While Gregg attacks the ‘pathology’ of reason divorced from faith, he believes the opposite is also true. Christians can fall into the trap of blind faith, though this is an aberration rather than sound theology. Perhaps the most controversial part of the book is that it maintains Islam is characterised by ‘fideism’, the idea that Allah cannot be understood by human beings and must be unthinkingly obeyed. He acknowledges there was a time when the Islamic East was more open to the ideas of the Ancient Greeks than Western Christendom, but maintains subsequent culture wars saw the Muslim world recede from this point. Crucially, Muslims do not interpret the biblical line about man being made in the image of God in the same way, and are therefore less open to humanism. Gregg is very careful to cite his sources clearly on this.
The current state of the West is epitomised by this quote from Supreme Court Justice Anthony Kennedy: “At the heart of liberty is the right to define one’s own concept of existence, of meaning, of the universe, and of the mystery of human life”. This was stated in a ruling on the issue of abortion, but the idea there can be no truth and the individual defines their own morality is a liberty the book suggests threatens to undermine all others. We have to agree on fundamental truths in order to have a functioning political society, even if that list should be kept as short as possible. Rights to life, liberty, and property will only be maintained if people buy into the fact they are good and necessary, and that it is morally wrong to deprive people of them.

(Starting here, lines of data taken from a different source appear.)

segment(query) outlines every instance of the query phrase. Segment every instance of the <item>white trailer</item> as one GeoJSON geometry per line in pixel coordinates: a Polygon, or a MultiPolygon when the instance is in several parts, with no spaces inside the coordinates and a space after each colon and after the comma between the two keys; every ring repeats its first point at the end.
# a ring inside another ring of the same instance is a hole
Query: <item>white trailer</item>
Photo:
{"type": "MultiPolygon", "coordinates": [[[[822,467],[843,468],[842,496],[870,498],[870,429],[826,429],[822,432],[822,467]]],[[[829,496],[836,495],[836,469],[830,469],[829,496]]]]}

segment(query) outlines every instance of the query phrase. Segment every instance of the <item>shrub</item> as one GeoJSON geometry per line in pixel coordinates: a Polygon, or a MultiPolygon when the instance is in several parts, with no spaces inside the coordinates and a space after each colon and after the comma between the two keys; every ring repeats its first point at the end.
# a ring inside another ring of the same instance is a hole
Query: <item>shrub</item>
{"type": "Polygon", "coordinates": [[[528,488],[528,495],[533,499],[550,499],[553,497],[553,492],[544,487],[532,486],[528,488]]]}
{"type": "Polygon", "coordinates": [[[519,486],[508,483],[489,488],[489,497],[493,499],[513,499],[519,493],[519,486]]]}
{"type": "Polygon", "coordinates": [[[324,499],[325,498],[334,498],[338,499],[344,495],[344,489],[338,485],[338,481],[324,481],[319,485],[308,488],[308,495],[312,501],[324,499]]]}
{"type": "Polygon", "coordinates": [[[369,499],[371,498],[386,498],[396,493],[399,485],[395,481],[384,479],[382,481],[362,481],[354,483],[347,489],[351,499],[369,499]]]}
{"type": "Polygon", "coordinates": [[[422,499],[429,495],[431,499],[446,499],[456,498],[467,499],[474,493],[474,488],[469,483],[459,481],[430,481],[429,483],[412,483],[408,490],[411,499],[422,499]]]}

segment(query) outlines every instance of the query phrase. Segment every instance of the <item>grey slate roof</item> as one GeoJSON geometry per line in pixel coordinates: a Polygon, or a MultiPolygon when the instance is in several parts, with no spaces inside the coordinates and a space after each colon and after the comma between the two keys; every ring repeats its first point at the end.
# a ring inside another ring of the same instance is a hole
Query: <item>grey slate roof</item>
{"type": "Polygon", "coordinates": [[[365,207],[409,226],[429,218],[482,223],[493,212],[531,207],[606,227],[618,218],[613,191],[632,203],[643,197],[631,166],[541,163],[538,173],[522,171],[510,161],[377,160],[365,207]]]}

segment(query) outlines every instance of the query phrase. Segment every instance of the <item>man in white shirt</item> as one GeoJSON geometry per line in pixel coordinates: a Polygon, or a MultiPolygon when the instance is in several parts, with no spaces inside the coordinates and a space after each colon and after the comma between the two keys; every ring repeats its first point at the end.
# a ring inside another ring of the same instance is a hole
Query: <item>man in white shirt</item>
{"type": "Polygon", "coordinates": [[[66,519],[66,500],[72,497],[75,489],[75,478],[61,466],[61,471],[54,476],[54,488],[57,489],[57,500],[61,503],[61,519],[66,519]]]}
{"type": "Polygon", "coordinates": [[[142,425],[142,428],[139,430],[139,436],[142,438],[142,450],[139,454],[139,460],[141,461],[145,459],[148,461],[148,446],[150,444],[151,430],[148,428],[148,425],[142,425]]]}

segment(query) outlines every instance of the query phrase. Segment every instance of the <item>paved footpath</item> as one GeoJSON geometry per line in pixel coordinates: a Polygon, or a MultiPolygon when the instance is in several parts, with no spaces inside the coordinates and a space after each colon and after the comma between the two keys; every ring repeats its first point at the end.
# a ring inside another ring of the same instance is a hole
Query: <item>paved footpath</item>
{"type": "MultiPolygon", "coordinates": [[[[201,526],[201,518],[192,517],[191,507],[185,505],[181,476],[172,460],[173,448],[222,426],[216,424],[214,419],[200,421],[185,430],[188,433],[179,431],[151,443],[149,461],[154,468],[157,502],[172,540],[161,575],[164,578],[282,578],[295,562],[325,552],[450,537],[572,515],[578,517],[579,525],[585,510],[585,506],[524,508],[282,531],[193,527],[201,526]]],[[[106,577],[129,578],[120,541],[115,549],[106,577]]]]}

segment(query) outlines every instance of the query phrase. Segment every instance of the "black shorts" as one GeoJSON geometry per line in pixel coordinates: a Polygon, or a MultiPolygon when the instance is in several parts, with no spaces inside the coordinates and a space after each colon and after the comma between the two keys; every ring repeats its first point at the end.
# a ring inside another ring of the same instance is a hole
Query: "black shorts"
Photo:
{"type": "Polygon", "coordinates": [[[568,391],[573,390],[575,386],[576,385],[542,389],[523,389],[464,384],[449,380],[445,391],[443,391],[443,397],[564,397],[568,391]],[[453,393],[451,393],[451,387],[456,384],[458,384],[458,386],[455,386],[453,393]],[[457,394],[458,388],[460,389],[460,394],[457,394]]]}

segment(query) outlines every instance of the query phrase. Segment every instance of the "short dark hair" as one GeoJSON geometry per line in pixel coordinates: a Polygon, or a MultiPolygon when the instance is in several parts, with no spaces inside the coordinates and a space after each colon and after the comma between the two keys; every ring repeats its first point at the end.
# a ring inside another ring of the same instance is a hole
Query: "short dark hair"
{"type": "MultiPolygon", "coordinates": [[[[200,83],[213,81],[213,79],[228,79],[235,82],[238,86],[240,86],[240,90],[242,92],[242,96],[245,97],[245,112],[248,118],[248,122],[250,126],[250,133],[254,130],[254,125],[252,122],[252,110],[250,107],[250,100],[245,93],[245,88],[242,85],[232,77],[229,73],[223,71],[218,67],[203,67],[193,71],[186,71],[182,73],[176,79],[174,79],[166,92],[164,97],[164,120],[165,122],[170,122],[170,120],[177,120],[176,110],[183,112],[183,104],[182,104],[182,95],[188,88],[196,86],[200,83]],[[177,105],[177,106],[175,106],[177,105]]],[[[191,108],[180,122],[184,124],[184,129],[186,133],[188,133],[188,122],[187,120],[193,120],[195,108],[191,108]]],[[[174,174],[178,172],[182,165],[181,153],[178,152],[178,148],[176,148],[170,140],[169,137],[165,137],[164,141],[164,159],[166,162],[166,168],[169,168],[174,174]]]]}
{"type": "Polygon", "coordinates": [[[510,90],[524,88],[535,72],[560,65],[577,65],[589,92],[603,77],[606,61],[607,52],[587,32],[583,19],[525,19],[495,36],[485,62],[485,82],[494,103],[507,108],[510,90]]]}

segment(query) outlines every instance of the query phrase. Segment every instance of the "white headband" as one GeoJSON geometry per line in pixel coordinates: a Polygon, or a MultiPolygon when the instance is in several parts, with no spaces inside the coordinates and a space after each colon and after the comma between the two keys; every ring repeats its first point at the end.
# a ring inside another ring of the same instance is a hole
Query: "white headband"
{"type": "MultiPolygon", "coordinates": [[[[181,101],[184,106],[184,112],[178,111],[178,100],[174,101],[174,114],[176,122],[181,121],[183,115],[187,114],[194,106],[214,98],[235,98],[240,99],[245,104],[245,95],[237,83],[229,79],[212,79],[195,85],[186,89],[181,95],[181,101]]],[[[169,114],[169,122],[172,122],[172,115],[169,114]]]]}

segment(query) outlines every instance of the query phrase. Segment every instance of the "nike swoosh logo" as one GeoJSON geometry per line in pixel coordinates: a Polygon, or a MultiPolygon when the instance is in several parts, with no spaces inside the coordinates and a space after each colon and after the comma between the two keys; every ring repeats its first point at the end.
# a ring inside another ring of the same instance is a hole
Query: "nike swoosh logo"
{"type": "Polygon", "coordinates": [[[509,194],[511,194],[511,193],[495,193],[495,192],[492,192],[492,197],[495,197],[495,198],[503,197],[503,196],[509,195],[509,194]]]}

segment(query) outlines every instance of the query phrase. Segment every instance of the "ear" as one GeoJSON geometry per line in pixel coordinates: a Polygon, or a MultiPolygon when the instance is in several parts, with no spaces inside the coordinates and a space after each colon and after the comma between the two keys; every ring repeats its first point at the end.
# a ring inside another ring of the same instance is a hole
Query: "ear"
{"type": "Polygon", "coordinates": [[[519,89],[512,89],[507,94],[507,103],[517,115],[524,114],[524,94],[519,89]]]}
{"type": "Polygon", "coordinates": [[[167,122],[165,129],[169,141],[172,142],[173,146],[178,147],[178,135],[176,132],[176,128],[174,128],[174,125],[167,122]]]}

Borrowing from Pope Benedict XVI, who is featured heavily throughout, Gregg describes the ‘dictatorship of relativism’, a society which is intolerant of those claiming to hold any sort of truth. Free speech is dying because having an open debate to establish what is true is no longer seen as relevant. As Gregg puts it, “having developed and secularised a range of freedoms that originated in its preEnlightenment heritage, the West has found it difficult to maintain the moral ballast needed to sustain such liberties”. In the Christian ideals of free will and divine judgement there was a justification for freedom that went beyond the libertine ideal of being able to do as one pleases. If freedom is based only on the latter, it is essentially utilitarian and can thus be discarded when it upsets or offends more than it pleases. The book concludes with a call to re-establish faith, or at the very least a truth that goes beyond the limitations of scientism.
Even quietly religious readers may be uncomfortable to hear this call to proselytise. The nature of classical liberals is to leave others alone. This is, after all, what we want for ourselves—freedom is our driving desire. Nevertheless, Gregg’s warning is prescient and should be heeded in some fashion. There is a need to re-establish the moral ballast required to keep the ship of Western Civilisation from capsizing. No other ship has ever offered the same degree of liberty.